Mémorial. La grande guerre de la poésie

La nuit avant-dernière, j’ai rêvé que O et moi emmenions des universitaires au mémorial franco-britannique de Thiepval, dans la Somme, mémoire des lieux de la Grande Guerre. Lui a rêvé, la même nuit, du même endroit. Dans mon rêve, c’était une journée lumineuse mais j’étais un peu choquée de voir ces visiteurs deviser comme si de rien n’était en parcourant le site. Ils ne se rendent pas compte de ce que cela représente, pensais-je, du recueillement et du respect que ce site appelle.
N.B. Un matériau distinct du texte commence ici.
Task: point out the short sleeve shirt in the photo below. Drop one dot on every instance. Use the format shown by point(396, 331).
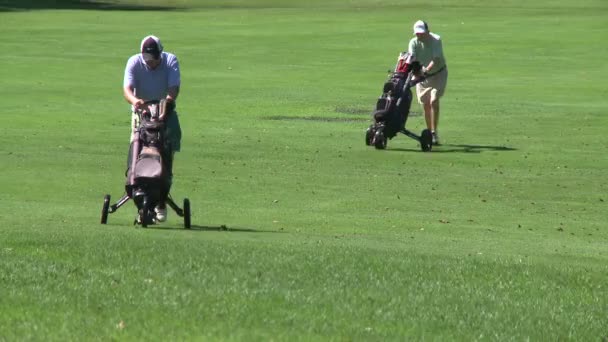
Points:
point(152, 84)
point(428, 50)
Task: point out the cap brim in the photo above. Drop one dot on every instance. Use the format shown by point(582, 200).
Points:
point(149, 57)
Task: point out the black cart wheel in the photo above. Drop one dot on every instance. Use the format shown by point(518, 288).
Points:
point(187, 213)
point(105, 209)
point(379, 140)
point(369, 136)
point(426, 140)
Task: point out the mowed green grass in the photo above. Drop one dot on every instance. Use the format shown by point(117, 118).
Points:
point(499, 234)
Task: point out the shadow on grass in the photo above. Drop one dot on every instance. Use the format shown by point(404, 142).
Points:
point(462, 148)
point(28, 5)
point(222, 228)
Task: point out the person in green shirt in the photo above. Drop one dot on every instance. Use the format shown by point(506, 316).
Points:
point(427, 49)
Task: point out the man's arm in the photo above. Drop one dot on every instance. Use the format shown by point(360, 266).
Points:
point(131, 98)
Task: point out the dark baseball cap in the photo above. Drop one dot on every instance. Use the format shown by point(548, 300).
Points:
point(151, 48)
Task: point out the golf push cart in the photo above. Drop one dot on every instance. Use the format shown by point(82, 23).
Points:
point(149, 168)
point(393, 106)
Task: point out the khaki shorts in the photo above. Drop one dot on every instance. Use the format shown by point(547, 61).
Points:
point(433, 87)
point(173, 131)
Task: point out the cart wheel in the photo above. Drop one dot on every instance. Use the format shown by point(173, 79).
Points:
point(186, 213)
point(105, 209)
point(426, 140)
point(369, 135)
point(379, 140)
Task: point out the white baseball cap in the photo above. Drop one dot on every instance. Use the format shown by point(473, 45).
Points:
point(421, 27)
point(151, 48)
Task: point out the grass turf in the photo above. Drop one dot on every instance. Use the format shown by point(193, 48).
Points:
point(497, 234)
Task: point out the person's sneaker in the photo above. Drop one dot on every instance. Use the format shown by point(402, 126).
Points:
point(161, 212)
point(435, 138)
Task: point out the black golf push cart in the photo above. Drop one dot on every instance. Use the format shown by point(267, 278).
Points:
point(149, 168)
point(393, 107)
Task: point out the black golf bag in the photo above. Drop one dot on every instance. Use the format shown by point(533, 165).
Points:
point(149, 167)
point(393, 106)
point(150, 160)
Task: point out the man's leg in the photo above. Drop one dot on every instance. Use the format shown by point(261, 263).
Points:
point(434, 108)
point(173, 135)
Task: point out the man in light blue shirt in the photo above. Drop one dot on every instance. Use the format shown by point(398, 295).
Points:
point(427, 49)
point(153, 74)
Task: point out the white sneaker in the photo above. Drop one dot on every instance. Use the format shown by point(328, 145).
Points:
point(435, 138)
point(161, 213)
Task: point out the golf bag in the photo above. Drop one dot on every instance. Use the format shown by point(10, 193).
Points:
point(150, 160)
point(393, 106)
point(149, 167)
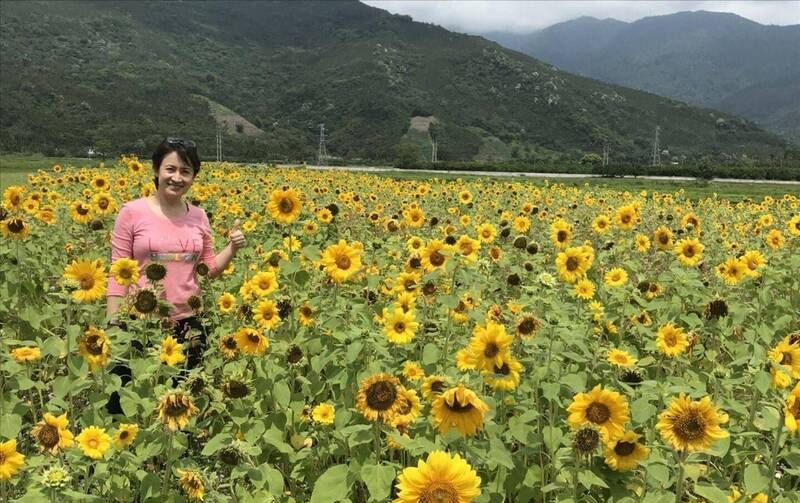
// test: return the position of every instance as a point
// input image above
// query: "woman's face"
(174, 176)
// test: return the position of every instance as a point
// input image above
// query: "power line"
(322, 152)
(656, 150)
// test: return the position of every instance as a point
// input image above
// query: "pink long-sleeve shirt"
(178, 243)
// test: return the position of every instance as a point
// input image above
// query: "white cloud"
(523, 16)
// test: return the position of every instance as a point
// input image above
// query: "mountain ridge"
(110, 74)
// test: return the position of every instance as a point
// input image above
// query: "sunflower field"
(403, 340)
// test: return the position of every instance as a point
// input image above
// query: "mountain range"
(120, 75)
(709, 59)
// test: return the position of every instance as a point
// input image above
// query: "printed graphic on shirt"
(173, 257)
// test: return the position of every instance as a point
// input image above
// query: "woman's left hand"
(236, 237)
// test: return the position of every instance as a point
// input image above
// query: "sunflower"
(175, 409)
(671, 340)
(26, 354)
(13, 197)
(95, 347)
(409, 409)
(608, 410)
(263, 283)
(400, 327)
(793, 225)
(625, 453)
(341, 260)
(468, 248)
(284, 205)
(791, 410)
(251, 341)
(379, 397)
(560, 233)
(733, 270)
(626, 217)
(754, 261)
(125, 435)
(104, 203)
(505, 376)
(459, 408)
(663, 238)
(52, 434)
(689, 251)
(615, 277)
(79, 212)
(434, 255)
(787, 356)
(324, 413)
(11, 461)
(489, 346)
(125, 271)
(433, 386)
(584, 289)
(642, 243)
(775, 239)
(601, 224)
(621, 358)
(441, 477)
(90, 277)
(93, 441)
(15, 228)
(486, 232)
(527, 326)
(306, 315)
(690, 425)
(573, 263)
(171, 351)
(192, 484)
(226, 303)
(266, 314)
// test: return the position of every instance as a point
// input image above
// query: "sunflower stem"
(681, 458)
(774, 456)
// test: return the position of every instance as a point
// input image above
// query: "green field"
(15, 168)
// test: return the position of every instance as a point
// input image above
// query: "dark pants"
(194, 345)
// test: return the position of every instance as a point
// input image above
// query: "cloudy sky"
(477, 16)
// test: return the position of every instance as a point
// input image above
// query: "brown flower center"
(343, 262)
(690, 426)
(572, 264)
(381, 395)
(624, 448)
(439, 492)
(286, 205)
(48, 436)
(598, 413)
(436, 259)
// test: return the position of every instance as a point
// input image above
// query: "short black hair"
(186, 149)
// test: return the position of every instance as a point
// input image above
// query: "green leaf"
(756, 478)
(10, 425)
(552, 437)
(216, 443)
(430, 354)
(498, 454)
(588, 479)
(331, 486)
(378, 479)
(711, 493)
(281, 393)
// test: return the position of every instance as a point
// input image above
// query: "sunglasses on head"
(181, 142)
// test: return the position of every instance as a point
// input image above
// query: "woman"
(166, 229)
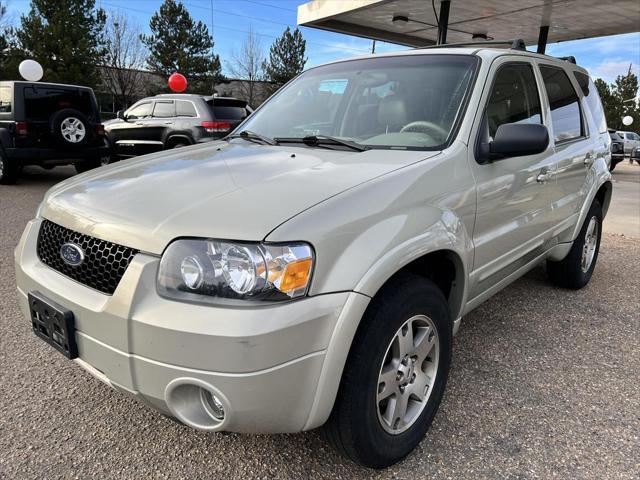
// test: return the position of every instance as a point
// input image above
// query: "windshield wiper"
(254, 137)
(322, 140)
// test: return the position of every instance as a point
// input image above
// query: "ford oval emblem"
(71, 254)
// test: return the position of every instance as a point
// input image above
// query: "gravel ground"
(545, 384)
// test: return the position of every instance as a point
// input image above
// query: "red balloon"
(177, 82)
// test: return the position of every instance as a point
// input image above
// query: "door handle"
(589, 158)
(544, 176)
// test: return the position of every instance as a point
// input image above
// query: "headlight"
(217, 271)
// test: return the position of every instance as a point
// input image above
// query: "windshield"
(385, 102)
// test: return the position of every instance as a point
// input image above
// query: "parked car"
(617, 149)
(49, 124)
(312, 267)
(631, 140)
(173, 120)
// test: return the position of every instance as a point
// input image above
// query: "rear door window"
(141, 110)
(514, 98)
(565, 106)
(593, 100)
(6, 98)
(41, 102)
(185, 109)
(164, 109)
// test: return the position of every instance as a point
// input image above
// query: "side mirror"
(517, 140)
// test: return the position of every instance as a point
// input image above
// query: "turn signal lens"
(296, 276)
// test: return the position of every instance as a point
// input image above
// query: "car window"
(408, 101)
(593, 100)
(42, 101)
(140, 111)
(514, 97)
(6, 94)
(564, 104)
(164, 109)
(185, 109)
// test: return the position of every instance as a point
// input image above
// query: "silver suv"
(312, 268)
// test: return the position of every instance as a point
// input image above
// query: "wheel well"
(445, 269)
(603, 195)
(171, 141)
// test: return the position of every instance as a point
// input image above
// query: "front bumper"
(264, 363)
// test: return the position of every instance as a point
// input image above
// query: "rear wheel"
(395, 374)
(9, 170)
(576, 269)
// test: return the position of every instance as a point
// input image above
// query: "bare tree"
(125, 58)
(247, 66)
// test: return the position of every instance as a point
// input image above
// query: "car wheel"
(9, 171)
(395, 374)
(70, 128)
(576, 269)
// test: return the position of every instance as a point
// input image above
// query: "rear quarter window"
(593, 100)
(564, 103)
(42, 102)
(6, 98)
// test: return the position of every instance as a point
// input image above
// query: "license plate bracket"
(53, 323)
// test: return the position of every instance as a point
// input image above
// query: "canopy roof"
(416, 23)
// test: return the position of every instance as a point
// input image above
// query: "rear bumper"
(263, 363)
(39, 156)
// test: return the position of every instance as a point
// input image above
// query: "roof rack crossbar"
(514, 44)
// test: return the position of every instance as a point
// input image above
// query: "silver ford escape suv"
(312, 267)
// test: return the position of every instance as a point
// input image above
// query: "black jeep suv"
(49, 124)
(171, 121)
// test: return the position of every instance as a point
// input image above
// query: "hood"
(236, 190)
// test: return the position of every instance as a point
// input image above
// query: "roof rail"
(570, 59)
(514, 44)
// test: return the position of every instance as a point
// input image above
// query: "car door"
(576, 145)
(513, 218)
(128, 136)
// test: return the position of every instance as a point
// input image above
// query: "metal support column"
(443, 21)
(542, 38)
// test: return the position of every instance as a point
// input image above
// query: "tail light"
(21, 128)
(216, 127)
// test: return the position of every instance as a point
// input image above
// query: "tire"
(357, 427)
(70, 128)
(576, 269)
(9, 171)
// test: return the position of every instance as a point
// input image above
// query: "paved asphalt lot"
(545, 384)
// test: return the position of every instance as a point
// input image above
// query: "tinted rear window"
(564, 103)
(6, 96)
(229, 109)
(41, 102)
(185, 109)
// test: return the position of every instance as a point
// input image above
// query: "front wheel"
(576, 269)
(395, 374)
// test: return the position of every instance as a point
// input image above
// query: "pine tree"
(65, 37)
(286, 57)
(180, 44)
(619, 100)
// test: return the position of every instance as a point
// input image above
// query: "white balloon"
(30, 70)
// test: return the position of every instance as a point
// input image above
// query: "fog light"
(212, 404)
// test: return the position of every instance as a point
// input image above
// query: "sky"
(604, 57)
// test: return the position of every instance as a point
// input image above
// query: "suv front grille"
(104, 262)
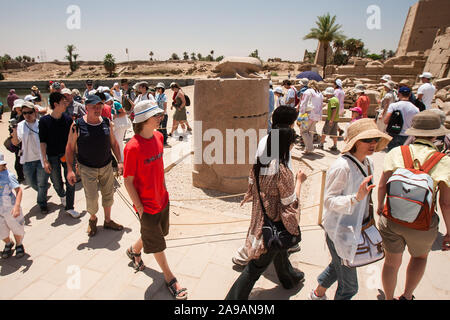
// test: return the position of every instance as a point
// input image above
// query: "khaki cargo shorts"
(396, 237)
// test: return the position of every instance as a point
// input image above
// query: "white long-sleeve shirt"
(342, 219)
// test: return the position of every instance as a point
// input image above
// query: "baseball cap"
(427, 75)
(2, 159)
(93, 100)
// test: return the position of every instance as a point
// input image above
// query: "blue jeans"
(396, 141)
(55, 177)
(37, 178)
(346, 277)
(244, 284)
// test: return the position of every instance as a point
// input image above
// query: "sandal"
(20, 251)
(176, 293)
(137, 266)
(7, 252)
(92, 229)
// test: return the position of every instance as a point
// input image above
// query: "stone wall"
(424, 19)
(221, 105)
(438, 62)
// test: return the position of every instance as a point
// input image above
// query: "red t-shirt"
(363, 102)
(106, 111)
(144, 161)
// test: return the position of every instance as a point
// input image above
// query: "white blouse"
(342, 219)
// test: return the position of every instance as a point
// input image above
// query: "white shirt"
(147, 96)
(28, 133)
(408, 111)
(428, 91)
(342, 218)
(290, 95)
(311, 97)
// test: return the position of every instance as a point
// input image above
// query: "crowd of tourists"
(82, 139)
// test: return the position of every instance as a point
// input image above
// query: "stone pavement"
(62, 262)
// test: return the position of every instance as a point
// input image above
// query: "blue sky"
(229, 27)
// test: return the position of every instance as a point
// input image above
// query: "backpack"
(395, 124)
(410, 193)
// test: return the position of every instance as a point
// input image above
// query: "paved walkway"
(62, 262)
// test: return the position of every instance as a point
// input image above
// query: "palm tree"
(110, 64)
(72, 57)
(327, 31)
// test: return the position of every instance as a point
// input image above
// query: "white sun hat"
(145, 110)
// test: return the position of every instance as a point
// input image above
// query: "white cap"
(18, 103)
(386, 77)
(2, 159)
(278, 90)
(30, 97)
(145, 110)
(426, 75)
(66, 91)
(329, 91)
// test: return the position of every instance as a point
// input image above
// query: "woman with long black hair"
(280, 194)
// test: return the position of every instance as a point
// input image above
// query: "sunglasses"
(370, 140)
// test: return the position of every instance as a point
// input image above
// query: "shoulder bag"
(370, 248)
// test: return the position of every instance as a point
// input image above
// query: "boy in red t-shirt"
(145, 183)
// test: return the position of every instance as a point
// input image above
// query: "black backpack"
(395, 124)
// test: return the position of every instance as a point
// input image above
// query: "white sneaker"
(312, 296)
(63, 201)
(74, 214)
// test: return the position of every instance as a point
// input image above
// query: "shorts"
(180, 115)
(330, 130)
(154, 227)
(10, 224)
(396, 237)
(93, 180)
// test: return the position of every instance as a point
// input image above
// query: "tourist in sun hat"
(331, 124)
(347, 206)
(180, 115)
(161, 100)
(144, 181)
(92, 136)
(426, 126)
(426, 91)
(407, 110)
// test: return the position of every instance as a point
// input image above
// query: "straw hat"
(145, 110)
(427, 124)
(365, 129)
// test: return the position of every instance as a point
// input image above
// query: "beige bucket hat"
(365, 129)
(427, 124)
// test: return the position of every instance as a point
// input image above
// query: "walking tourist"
(331, 124)
(53, 133)
(145, 183)
(311, 103)
(281, 208)
(92, 136)
(11, 216)
(407, 111)
(400, 216)
(347, 205)
(426, 91)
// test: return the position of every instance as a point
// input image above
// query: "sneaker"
(74, 214)
(239, 262)
(312, 296)
(63, 201)
(294, 249)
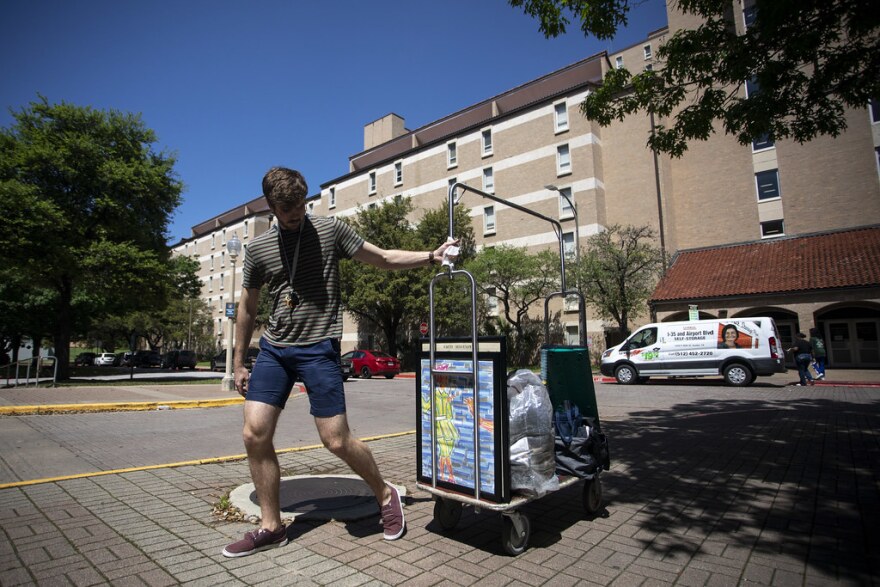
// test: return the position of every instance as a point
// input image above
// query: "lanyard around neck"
(291, 267)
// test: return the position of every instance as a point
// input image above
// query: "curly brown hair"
(284, 187)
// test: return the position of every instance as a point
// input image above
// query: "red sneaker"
(392, 517)
(256, 541)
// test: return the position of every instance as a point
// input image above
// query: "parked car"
(105, 360)
(146, 359)
(181, 359)
(84, 360)
(345, 367)
(366, 363)
(218, 361)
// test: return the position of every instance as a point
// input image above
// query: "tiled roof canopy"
(844, 259)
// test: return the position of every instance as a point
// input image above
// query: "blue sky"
(235, 87)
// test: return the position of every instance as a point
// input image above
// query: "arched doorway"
(852, 336)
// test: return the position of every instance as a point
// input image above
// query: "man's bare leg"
(259, 430)
(337, 437)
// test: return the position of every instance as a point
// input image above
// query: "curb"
(117, 407)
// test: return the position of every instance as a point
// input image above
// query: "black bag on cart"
(584, 451)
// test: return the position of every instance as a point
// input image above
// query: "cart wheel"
(592, 495)
(515, 533)
(447, 513)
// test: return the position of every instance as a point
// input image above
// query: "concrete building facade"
(720, 193)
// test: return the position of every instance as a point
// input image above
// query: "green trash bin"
(566, 372)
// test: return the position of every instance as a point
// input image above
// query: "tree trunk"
(63, 327)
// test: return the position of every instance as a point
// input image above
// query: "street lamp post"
(577, 237)
(233, 247)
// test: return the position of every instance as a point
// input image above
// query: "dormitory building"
(782, 229)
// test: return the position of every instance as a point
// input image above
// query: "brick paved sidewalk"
(775, 487)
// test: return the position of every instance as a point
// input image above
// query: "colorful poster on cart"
(469, 438)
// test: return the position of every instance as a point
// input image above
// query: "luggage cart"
(450, 500)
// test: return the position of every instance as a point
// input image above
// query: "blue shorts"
(277, 368)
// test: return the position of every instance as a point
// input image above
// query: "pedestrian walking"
(819, 353)
(803, 356)
(298, 262)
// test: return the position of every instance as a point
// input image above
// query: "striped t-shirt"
(323, 243)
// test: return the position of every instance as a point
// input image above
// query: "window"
(563, 160)
(489, 220)
(772, 228)
(763, 142)
(491, 301)
(568, 245)
(561, 112)
(488, 181)
(768, 184)
(749, 15)
(565, 209)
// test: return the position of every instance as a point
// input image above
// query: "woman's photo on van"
(727, 336)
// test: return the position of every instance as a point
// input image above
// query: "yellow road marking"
(210, 461)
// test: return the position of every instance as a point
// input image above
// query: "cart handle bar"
(454, 199)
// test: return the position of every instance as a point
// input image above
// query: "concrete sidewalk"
(765, 485)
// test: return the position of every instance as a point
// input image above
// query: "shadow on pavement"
(795, 483)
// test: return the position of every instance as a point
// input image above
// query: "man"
(298, 259)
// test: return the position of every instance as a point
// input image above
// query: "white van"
(738, 349)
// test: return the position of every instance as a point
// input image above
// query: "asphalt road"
(44, 446)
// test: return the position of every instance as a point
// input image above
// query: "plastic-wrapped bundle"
(532, 448)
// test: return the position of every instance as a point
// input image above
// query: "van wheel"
(626, 374)
(737, 375)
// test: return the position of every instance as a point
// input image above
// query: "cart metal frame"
(448, 504)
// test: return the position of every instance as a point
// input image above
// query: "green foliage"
(86, 202)
(618, 271)
(394, 302)
(518, 281)
(810, 59)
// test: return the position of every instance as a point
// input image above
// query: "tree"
(517, 280)
(391, 300)
(805, 61)
(86, 202)
(618, 271)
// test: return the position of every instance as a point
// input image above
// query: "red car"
(368, 363)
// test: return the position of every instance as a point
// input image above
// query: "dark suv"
(146, 359)
(179, 360)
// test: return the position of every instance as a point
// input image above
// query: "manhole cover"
(316, 497)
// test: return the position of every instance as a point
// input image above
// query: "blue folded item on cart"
(584, 453)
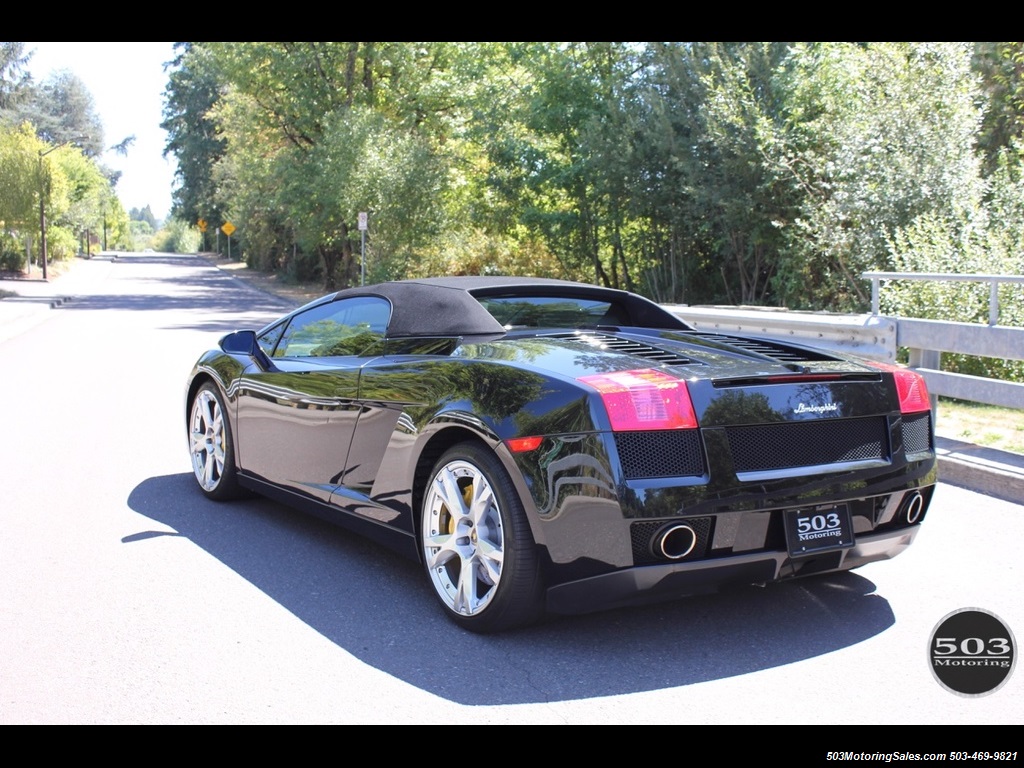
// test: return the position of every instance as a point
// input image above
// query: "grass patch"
(990, 426)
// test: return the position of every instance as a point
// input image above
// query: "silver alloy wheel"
(463, 542)
(207, 438)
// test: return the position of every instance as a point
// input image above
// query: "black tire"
(476, 544)
(211, 444)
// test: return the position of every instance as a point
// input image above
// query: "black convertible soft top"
(450, 306)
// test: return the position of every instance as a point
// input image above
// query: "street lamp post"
(42, 198)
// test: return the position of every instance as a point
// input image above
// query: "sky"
(127, 82)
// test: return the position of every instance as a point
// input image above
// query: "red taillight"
(522, 444)
(644, 399)
(910, 386)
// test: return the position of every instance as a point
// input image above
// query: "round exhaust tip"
(676, 542)
(913, 508)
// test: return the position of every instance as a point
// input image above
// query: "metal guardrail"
(879, 337)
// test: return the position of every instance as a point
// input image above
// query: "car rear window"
(554, 311)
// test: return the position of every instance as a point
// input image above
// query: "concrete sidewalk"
(988, 471)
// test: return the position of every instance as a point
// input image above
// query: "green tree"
(194, 87)
(15, 83)
(64, 110)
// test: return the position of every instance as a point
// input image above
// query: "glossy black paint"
(352, 438)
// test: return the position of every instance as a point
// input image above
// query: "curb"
(995, 473)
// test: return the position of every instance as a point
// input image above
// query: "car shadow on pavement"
(371, 601)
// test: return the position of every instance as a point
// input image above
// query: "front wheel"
(476, 543)
(211, 445)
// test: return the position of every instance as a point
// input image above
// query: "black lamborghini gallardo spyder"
(543, 445)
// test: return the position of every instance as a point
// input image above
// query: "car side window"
(268, 340)
(348, 327)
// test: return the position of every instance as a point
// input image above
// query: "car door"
(296, 419)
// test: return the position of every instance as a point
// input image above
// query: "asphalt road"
(126, 597)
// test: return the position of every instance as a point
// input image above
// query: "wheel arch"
(441, 441)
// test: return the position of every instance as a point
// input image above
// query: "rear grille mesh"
(767, 446)
(918, 432)
(662, 454)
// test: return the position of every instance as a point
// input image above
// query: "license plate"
(818, 528)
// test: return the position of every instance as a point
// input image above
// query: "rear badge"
(820, 528)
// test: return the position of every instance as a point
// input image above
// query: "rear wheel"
(476, 543)
(211, 445)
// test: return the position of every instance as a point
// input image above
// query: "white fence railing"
(879, 337)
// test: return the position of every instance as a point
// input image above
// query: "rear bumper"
(646, 584)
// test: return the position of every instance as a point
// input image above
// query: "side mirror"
(244, 342)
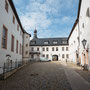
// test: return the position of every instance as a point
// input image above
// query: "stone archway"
(55, 58)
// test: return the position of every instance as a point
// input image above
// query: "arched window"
(88, 12)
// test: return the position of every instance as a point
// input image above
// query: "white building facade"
(50, 48)
(12, 38)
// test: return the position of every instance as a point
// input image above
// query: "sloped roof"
(40, 41)
(79, 7)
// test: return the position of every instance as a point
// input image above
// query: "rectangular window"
(56, 48)
(62, 48)
(32, 49)
(17, 46)
(37, 49)
(17, 27)
(26, 45)
(13, 20)
(52, 48)
(6, 5)
(63, 56)
(32, 56)
(20, 48)
(4, 37)
(12, 43)
(26, 52)
(46, 49)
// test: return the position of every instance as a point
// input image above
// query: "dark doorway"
(55, 57)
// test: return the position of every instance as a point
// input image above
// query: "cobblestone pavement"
(38, 76)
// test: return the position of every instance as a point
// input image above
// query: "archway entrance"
(55, 57)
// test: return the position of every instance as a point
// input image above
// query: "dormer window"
(46, 42)
(13, 20)
(55, 42)
(6, 6)
(64, 42)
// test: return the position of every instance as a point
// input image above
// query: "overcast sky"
(52, 18)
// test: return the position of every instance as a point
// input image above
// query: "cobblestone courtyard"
(39, 76)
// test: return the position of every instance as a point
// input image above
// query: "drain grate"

La signification de ce rêve est claire, à l’heure où O, Madame Terre et moi, nous nous apprêtons à soutenir ma thèse : notre habitation poétique du monde nous a coûté une grande guerre contre les forces morbides du monde. Mon rêve a exprimé l’inquiétude que cela ne soit pas bien compris, que ne soit pas représentée dans l’esprit d’autrui la somme d’engagement terrible nécessaire à l’accomplissement d’une vie poétique, d’une œuvre poétique, à la préservation d’une âme poétique dans le monde, pour la survie de l’humanité. Mais en fait, je pense que cela peut être compris. Si ce n’était pas le cas, depuis des centaines de milliers d’années que l’homme est homme, bien avant l’homme moderne, il n’y aurait plus d’hommes. La poésie sous toutes ses formes a toujours vaincu les forces de destruction, survécu aux attaques de l’ignorance, du mensonge et de la méchanceté ; et tant qu’elle survivra, nous survivrons.